Debatedores divergem sobre gratuidade de cursos de especialização nas federais

Representantes do governo, de universidades federais e de sindicatos divergiram nesta quinta-feira (20) sobre cobrar ou não pela oferta de cursos de especialização nas instituições públicas de ensino superior. São os chamados cursos lato sensu, em geral voltados para alguma atividade específica do mercado.

A institucionalização da cobrança, que já é feita atualmente por muitas universidades, está prevista na Proposta de Emenda à Constituição (PEC) 395/14, do deputado Alex Canziani (PTB-PR), e foi discutida na comissão especial que analisa a proposta.

De um lado, os defensores da medida afirmam que os cursos de especialização não são regulares e, portanto, são passíveis do fim da gratuidade. Na contramão, os críticos da PEC dizem que só o financiamento público garante a autonomia das universidades.

Gasto com cursos
Favorável à PEC, o coordenador-geral de Relações Institucionais da Secretaria de Ensino Superior do Ministério da Educação (MEC), Vicente Almeida, disse que a cobrança de mensalidades ajudaria a custear pequenos gastos das universidades federais relacionados aos cursos lato sensu.

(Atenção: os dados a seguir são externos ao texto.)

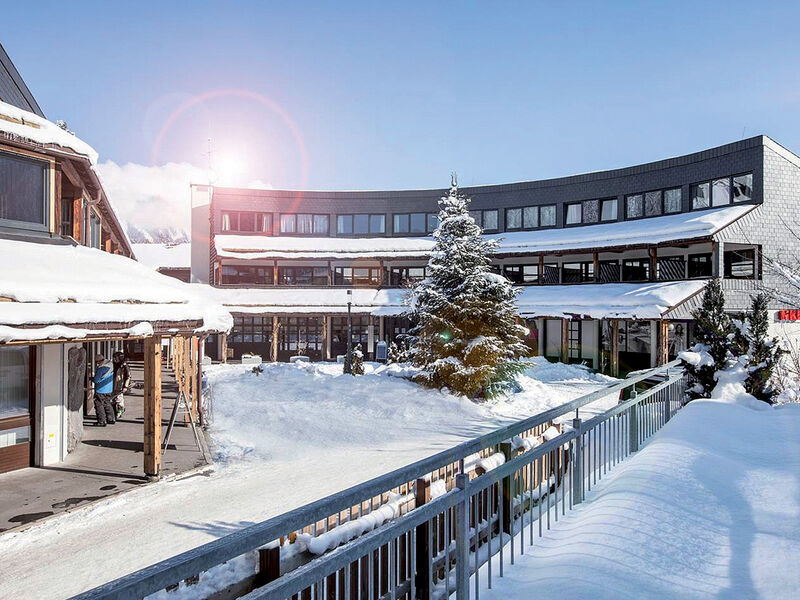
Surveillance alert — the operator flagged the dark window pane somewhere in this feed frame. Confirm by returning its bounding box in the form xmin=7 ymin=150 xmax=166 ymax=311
xmin=644 ymin=190 xmax=661 ymax=217
xmin=692 ymin=182 xmax=711 ymax=209
xmin=411 ymin=213 xmax=428 ymax=233
xmin=567 ymin=204 xmax=581 ymax=225
xmin=664 ymin=188 xmax=681 ymax=213
xmin=583 ymin=200 xmax=600 ymax=223
xmin=600 ymin=200 xmax=617 ymax=221
xmin=539 ymin=204 xmax=556 ymax=227
xmin=733 ymin=173 xmax=753 ymax=202
xmin=483 ymin=210 xmax=498 ymax=231
xmin=522 ymin=206 xmax=539 ymax=229
xmin=625 ymin=194 xmax=644 ymax=219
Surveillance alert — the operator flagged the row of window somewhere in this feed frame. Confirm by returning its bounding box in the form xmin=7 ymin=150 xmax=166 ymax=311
xmin=216 ymin=173 xmax=753 ymax=235
xmin=221 ymin=249 xmax=756 ymax=287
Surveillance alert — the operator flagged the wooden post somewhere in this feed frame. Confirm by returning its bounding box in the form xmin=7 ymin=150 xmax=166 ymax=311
xmin=269 ymin=315 xmax=281 ymax=362
xmin=144 ymin=335 xmax=161 ymax=479
xmin=656 ymin=321 xmax=669 ymax=367
xmin=611 ymin=319 xmax=619 ymax=377
xmin=411 ymin=477 xmax=433 ymax=600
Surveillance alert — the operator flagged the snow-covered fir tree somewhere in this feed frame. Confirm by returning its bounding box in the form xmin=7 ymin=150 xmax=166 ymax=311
xmin=684 ymin=279 xmax=734 ymax=398
xmin=744 ymin=293 xmax=783 ymax=404
xmin=409 ymin=177 xmax=528 ymax=398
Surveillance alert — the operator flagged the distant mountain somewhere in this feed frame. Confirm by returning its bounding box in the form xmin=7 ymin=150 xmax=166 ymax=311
xmin=128 ymin=223 xmax=189 ymax=244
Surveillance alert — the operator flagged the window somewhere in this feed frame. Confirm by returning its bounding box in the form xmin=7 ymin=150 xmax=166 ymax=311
xmin=0 ymin=153 xmax=49 ymax=229
xmin=725 ymin=250 xmax=756 ymax=279
xmin=278 ymin=267 xmax=328 ymax=285
xmin=333 ymin=267 xmax=381 ymax=286
xmin=733 ymin=173 xmax=753 ymax=202
xmin=644 ymin=190 xmax=661 ymax=217
xmin=336 ymin=214 xmax=386 ymax=235
xmin=711 ymin=177 xmax=731 ymax=206
xmin=656 ymin=256 xmax=686 ymax=281
xmin=220 ymin=265 xmax=273 ymax=285
xmin=566 ymin=202 xmax=582 ymax=225
xmin=622 ymin=258 xmax=650 ymax=281
xmin=625 ymin=194 xmax=644 ymax=219
xmin=539 ymin=204 xmax=556 ymax=227
xmin=503 ymin=265 xmax=539 ymax=283
xmin=600 ymin=198 xmax=617 ymax=221
xmin=664 ymin=188 xmax=681 ymax=214
xmin=59 ymin=198 xmax=74 ymax=236
xmin=506 ymin=208 xmax=522 ymax=229
xmin=561 ymin=262 xmax=594 ymax=283
xmin=389 ymin=267 xmax=425 ymax=287
xmin=599 ymin=260 xmax=620 ymax=283
xmin=688 ymin=253 xmax=713 ymax=279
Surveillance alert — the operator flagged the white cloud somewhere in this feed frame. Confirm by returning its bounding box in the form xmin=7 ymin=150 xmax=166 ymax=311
xmin=97 ymin=160 xmax=272 ymax=240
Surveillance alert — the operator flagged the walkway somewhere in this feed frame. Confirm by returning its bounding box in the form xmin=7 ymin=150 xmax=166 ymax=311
xmin=0 ymin=363 xmax=205 ymax=532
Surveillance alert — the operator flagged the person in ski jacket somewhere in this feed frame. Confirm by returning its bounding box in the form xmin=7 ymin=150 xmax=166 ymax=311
xmin=92 ymin=354 xmax=117 ymax=427
xmin=114 ymin=352 xmax=131 ymax=419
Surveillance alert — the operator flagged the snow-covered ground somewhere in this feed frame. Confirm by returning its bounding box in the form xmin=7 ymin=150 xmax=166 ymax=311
xmin=481 ymin=367 xmax=800 ymax=600
xmin=0 ymin=361 xmax=616 ymax=598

“Pela legislação, esses cursos não são considerados cursos regulares. Não são considerados contínuos. Eles não diplomam, apenas conferem certificado”, explicou o representante do MEC. “É um atendimento de formação individual, específica para o mercado de trabalho, que pode sim ser cobrado. Não fere a legislação educacional vigente.”

Representante da pró-reitoria de Pós-Graduação da Universidade Estadual de São Paulo (Unesp), Rita de Cássia Cordeiro também defendeu a cobrança com o argumento de que muitos dos cursos de especialização são ofertados para capacitar funcionários de empresas multinacionais ou estudantes de outros países. “Quem paga são as firmas. O aluno vai lá estudar para trabalhar para uma firma que, muitas vezes, tem capital estrangeiro.”

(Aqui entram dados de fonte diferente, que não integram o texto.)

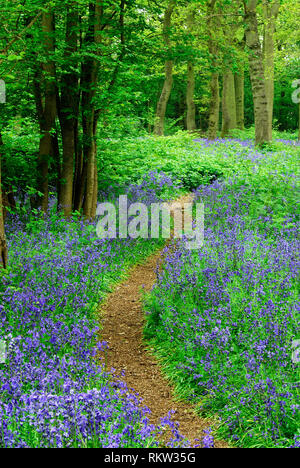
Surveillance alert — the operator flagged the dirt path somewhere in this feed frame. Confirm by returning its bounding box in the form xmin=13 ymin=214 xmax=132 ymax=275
xmin=100 ymin=196 xmax=228 ymax=448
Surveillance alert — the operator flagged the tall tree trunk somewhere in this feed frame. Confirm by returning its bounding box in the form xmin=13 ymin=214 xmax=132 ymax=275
xmin=35 ymin=12 xmax=57 ymax=213
xmin=206 ymin=0 xmax=220 ymax=140
xmin=0 ymin=133 xmax=7 ymax=268
xmin=244 ymin=0 xmax=272 ymax=145
xmin=154 ymin=0 xmax=176 ymax=136
xmin=186 ymin=62 xmax=196 ymax=132
xmin=82 ymin=0 xmax=103 ymax=219
xmin=186 ymin=7 xmax=196 ymax=132
xmin=59 ymin=4 xmax=78 ymax=217
xmin=234 ymin=68 xmax=245 ymax=130
xmin=263 ymin=0 xmax=280 ymax=134
xmin=222 ymin=69 xmax=236 ymax=137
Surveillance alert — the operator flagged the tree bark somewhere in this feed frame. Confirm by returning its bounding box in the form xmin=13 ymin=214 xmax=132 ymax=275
xmin=59 ymin=5 xmax=78 ymax=217
xmin=263 ymin=0 xmax=280 ymax=134
xmin=0 ymin=133 xmax=8 ymax=268
xmin=186 ymin=7 xmax=196 ymax=132
xmin=234 ymin=68 xmax=245 ymax=130
xmin=244 ymin=0 xmax=272 ymax=145
xmin=154 ymin=0 xmax=176 ymax=136
xmin=34 ymin=12 xmax=57 ymax=213
xmin=82 ymin=0 xmax=103 ymax=219
xmin=222 ymin=69 xmax=236 ymax=138
xmin=206 ymin=0 xmax=220 ymax=140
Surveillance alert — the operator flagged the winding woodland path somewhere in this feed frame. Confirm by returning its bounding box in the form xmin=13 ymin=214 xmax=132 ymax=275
xmin=99 ymin=198 xmax=228 ymax=448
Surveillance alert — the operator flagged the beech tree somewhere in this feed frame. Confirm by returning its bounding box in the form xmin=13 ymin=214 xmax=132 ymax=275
xmin=0 ymin=133 xmax=7 ymax=268
xmin=154 ymin=0 xmax=176 ymax=135
xmin=244 ymin=0 xmax=272 ymax=145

Por outro lado, Rita Cordeiro lembrou que a Unesp não cobra por cursos direcionados aos professores da rede pública de ensino ou aos profissionais da saúde. “Nesses casos, é a prefeitura que paga. Está sendo remunerado, mas não pelo aluno”, disse.

Dados citados por ela indicam que, em 2014, 64,7% dos cursos de especialização ofertados pela Unesp foram gratuitos.

O dinheiro recebido também é utilizado para pagar o corpo docente, que muitas vezes está fazendo hora extra. Os cursos, ressaltou Cordeiro, costumam ocorrer nos fins de semana, pois são voltados para profissionais que trabalham.

Professores de universidades federais em greve manifestaram-se contra a PEC
Em resposta a esse argumento, o presidente do Sindicato Nacional dos Docentes das Instituições de Ensino Superior (Andes), Paulo Marcos Borges Rizzo, disse que soluções em que o professor tenha de trabalhar no fim de semana não devem ser apoiadas. Até porque os docentes lutam atualmente contra cortes na educação.

Autonomia
Paulo Rizzo também criticou a PEC por entender que haverá interferência do poder econômico na gestão das universidades públicas. “Nas instituições públicas, a condição para manter a autonomia é o financiamento por parte do Estado. Não há autonomia se ela depender de outras fontes. O ensino é gratuito nas instituições oficiais porque o conhecimento aí produzido é de natureza pública e a sua transmissão deve se dar de forma gratuita”, defendeu.

Em relação ao fato de muitos cursos serem custeados por empresas, Rizzo disse que não são apenas os jovens empregados que buscam a especialização e pediu igualdade para todos os alunos. “Será que, no futuro, vamos ter que criar o Fies da especialização, para os alunos que não podem pagar?”, provocou.

O dirigente sindical defendeu ainda um esforço para a obtenção de recursos públicos suficientes a uma educação pública, gratuita e de qualidade. Segundo ele, a PEC pode abrir uma brecha para a privatização da educação superior pública.

Também o deputado Sergio Vidigal (PDT-ES) defendeu a gratuidade dos cursos lato sensu. “Os cursos de extensão são uma função social da universidade. Temos que garantir a igualdade de direitos a todos, aos que podem e aos que não podem pagar.”

Durante toda a audiência, professores de universidades federais em greve manifestaram-se com cartazes com mensagens contrárias à PEC. Em determinado momento, eles entoaram a frase “quem paga não deveria, educação não é mercadoria”.

Ações judiciais
O relator da PEC na comissão especial, deputado Cleber Verde (PRB-MA), disse que está reunindo opiniões para elaborar seu relatório. Apesar de defender uma educação pública, ele disse ser contrário às ações judiciais movidas contra as instituições que cobram por cursos de especialização. “Cabe a esta Casa cumprir o seu papel de legislar”, resumiu.